Abu Ali Ibn Sino
Prominent figures of Uzbekistan
Abu Ali ibn-Sina (Avicenna) was born in the year 980 in the settlement of Afshana near Bukhara into the family of a financial official.
As early as his childhood, ibn-Sina, along with his father, arrived in Bukhara. He familiarized himself with the Koran in his very early days, and did the same with Greek philosophy, geometry and Indian calculation.
Ibn-Sina's scientific interests evolved in two directions: medicine and philosophy. By the age of seventeen he had become a fully developed scholar and had achieved great prestige as a physician.
Once he was invited to the sick Nukh ibn-Mansur, who ruled Bukhara, and cured him. In reward, Ibn-Sina received permission to use the palace library.
After the overthrow of the Samanids and the capture of Buhkara by the Karakhanids (between 992 and 999) ibn-Sina went to Urgench, to the palace of the Khorezm Shah where a good number of prominent scholars worked.
At that time in Khorezm, ruled Abui-Abbas Mamun (999-1016) who patronized scholars, poets and painters.
Ibn-Sina's philosophy, expounded in the "Kitab ash-Shifa" ("The book of healing"), is a whole epoch in the history of oriental philosophy. However, it is his classic consolidated work on medicine that has gained him a world reputation, "Kitab al-Kanun fit-Tib" (The canon of medical science). The translation of this work into the Latin language was made at the end of the 15th century among the incunabula. In one hundred years, in 1593, its Arabic edition was published in Rome. Afterwards, it was to be published many times up to the 17th century, and became one of the most popular works on medicine in the West. Western medicine was directly impacted by the Canon.
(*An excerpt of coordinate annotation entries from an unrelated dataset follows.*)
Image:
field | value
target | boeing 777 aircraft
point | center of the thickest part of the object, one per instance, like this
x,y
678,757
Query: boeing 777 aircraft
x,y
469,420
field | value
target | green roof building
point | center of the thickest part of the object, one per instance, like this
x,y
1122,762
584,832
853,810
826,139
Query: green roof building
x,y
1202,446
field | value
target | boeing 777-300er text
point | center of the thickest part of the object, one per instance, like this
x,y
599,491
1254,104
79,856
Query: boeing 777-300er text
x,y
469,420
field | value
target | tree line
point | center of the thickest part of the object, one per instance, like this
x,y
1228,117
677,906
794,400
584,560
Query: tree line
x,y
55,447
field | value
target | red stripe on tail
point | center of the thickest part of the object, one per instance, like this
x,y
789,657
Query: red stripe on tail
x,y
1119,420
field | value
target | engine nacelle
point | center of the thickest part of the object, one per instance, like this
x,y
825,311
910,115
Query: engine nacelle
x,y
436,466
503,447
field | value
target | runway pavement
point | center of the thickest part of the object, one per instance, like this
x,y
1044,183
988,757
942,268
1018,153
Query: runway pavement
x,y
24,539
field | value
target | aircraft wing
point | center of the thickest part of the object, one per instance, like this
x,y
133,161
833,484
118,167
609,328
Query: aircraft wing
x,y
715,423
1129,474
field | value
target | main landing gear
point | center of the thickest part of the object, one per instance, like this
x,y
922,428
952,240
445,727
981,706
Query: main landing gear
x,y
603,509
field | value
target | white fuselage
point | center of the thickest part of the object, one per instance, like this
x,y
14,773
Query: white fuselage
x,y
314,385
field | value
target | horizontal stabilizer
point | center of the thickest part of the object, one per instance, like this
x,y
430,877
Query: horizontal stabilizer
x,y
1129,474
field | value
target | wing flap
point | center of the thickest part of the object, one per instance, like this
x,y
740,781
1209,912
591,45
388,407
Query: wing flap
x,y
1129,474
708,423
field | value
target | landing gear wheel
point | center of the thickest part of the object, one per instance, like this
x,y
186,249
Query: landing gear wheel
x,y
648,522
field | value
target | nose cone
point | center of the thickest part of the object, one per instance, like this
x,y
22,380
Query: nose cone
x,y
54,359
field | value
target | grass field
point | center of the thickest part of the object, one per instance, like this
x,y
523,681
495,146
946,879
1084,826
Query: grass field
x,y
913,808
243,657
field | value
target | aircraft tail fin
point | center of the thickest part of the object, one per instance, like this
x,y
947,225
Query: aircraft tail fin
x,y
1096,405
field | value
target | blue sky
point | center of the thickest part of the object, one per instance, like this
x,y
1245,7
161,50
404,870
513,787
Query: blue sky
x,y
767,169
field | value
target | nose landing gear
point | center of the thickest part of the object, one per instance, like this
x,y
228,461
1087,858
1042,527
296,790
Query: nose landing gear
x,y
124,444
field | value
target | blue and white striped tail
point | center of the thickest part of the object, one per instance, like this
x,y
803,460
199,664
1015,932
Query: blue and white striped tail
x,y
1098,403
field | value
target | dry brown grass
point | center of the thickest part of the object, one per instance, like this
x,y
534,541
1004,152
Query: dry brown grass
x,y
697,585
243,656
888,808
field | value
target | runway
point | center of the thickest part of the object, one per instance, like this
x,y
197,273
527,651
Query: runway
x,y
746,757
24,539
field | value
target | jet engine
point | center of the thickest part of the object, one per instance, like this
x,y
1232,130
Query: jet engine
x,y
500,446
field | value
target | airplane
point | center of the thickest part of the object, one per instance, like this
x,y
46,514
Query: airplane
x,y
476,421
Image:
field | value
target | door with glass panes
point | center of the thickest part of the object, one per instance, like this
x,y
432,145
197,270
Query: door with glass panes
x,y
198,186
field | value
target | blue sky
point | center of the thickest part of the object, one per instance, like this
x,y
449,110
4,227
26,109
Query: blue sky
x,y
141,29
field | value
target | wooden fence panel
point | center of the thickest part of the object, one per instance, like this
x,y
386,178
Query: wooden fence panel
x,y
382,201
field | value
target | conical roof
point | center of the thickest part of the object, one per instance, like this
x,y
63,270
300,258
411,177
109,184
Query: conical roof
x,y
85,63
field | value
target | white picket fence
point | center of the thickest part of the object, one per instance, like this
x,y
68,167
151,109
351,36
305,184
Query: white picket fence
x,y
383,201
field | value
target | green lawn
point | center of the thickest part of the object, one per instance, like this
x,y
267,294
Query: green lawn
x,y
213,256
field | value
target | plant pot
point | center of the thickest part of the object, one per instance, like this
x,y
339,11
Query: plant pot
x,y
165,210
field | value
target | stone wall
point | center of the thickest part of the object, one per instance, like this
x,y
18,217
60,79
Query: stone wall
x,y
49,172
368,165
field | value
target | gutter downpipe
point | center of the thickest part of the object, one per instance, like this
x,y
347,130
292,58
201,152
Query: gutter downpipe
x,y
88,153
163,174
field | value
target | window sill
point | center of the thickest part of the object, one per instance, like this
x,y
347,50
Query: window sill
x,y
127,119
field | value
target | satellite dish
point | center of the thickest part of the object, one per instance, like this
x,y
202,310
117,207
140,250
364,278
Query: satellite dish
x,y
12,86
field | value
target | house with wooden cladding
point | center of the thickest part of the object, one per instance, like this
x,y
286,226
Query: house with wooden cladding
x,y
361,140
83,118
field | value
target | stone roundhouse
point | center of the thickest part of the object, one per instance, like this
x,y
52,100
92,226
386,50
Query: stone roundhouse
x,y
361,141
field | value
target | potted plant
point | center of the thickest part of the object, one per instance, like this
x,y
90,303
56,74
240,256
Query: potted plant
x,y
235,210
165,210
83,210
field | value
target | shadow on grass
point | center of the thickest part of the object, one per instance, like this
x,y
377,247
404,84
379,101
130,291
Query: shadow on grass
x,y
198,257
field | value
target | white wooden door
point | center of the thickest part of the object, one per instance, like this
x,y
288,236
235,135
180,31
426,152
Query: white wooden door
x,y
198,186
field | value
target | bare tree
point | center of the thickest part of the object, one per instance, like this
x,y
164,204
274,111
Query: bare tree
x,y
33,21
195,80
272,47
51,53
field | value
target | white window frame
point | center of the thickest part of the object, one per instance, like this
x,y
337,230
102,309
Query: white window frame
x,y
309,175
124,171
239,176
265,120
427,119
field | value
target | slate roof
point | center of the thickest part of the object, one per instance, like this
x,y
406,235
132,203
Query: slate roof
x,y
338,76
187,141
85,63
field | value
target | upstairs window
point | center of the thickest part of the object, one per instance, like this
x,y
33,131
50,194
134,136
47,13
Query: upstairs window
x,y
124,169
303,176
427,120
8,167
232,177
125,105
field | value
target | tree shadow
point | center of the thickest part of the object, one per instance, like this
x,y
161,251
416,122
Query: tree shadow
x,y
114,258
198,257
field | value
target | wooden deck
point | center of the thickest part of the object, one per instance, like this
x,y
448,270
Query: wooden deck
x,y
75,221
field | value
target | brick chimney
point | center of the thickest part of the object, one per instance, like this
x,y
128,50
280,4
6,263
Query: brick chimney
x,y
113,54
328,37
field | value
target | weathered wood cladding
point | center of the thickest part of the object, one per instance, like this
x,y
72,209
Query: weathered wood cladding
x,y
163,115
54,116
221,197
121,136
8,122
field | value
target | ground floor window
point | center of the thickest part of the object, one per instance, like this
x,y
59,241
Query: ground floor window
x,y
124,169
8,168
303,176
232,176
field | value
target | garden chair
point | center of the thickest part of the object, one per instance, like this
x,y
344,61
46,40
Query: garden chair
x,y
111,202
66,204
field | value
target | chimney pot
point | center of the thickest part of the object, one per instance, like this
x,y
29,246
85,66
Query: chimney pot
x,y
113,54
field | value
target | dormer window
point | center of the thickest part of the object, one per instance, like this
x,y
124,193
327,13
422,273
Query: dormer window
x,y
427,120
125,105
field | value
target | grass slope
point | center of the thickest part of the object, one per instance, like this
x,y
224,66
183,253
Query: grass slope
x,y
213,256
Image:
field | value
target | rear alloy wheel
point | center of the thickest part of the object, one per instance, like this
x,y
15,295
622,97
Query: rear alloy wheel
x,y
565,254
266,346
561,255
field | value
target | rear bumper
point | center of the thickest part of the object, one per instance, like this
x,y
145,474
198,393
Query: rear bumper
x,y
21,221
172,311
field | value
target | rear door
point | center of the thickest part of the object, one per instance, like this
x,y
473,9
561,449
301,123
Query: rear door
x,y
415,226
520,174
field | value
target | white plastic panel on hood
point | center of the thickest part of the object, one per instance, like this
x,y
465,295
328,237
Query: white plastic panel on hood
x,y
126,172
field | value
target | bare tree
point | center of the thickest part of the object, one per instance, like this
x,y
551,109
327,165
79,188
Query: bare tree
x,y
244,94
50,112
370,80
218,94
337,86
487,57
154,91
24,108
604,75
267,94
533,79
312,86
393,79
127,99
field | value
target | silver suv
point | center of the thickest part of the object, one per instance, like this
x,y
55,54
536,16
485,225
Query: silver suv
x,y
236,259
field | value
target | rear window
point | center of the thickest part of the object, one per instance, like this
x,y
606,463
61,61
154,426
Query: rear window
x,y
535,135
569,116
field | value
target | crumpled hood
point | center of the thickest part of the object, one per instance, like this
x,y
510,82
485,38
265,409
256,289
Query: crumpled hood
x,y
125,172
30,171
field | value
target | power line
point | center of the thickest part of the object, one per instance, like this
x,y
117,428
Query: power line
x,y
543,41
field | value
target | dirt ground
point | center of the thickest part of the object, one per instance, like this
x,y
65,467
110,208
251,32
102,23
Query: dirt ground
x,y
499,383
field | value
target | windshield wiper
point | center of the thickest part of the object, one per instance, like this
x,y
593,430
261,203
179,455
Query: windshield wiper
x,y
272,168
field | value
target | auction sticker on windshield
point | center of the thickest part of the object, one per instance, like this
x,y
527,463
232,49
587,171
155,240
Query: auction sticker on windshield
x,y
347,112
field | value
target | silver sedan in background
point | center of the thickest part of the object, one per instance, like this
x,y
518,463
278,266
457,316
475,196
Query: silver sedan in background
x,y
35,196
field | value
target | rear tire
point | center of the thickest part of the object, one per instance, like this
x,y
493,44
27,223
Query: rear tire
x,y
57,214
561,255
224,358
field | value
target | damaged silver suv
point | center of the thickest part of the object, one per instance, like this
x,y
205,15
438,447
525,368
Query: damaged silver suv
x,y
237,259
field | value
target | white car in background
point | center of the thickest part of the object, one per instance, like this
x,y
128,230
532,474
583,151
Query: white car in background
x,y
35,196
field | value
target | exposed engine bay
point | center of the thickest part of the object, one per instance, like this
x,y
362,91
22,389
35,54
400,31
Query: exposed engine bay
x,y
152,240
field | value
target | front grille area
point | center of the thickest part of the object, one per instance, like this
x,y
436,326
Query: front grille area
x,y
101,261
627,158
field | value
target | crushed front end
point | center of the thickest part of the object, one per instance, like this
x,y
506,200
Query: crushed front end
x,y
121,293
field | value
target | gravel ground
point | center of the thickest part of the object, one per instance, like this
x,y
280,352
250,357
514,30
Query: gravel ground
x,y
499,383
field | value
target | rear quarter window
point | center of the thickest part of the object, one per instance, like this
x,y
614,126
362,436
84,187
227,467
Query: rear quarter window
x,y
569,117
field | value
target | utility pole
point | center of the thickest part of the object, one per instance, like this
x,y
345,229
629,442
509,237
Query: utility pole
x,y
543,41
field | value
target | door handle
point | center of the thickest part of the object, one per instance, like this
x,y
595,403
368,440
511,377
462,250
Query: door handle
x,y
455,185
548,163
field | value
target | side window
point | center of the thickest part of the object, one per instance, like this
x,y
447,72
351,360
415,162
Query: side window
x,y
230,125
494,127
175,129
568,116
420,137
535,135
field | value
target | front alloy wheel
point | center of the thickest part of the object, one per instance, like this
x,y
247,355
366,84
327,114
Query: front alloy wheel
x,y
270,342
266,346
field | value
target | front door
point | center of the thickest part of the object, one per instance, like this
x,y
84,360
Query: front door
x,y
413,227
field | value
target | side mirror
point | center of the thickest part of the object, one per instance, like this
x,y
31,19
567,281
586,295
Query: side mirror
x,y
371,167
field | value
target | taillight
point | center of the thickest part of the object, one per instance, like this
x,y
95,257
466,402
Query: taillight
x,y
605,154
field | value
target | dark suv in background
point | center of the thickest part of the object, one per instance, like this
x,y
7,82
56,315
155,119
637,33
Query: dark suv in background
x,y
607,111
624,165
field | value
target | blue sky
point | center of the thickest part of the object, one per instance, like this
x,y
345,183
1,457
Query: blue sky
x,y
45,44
Of the medical practice of ibn-Sina legends were composed. One of them goes that after death he left his apprentices forty ampoules with orders to give him daily infusions of one ampoule during forty days. When the apprentice injected the 39th ampoule, he saw that the teacher's cheeks blushed pink, his lips turned crimson, and his hair and moustache blackened so it looked as if he were at the point of opening his eyes any moment. The apprentice became so agitated in the expectation of the resurrection that he dropped the last, fortieth ampoule, and it smashed.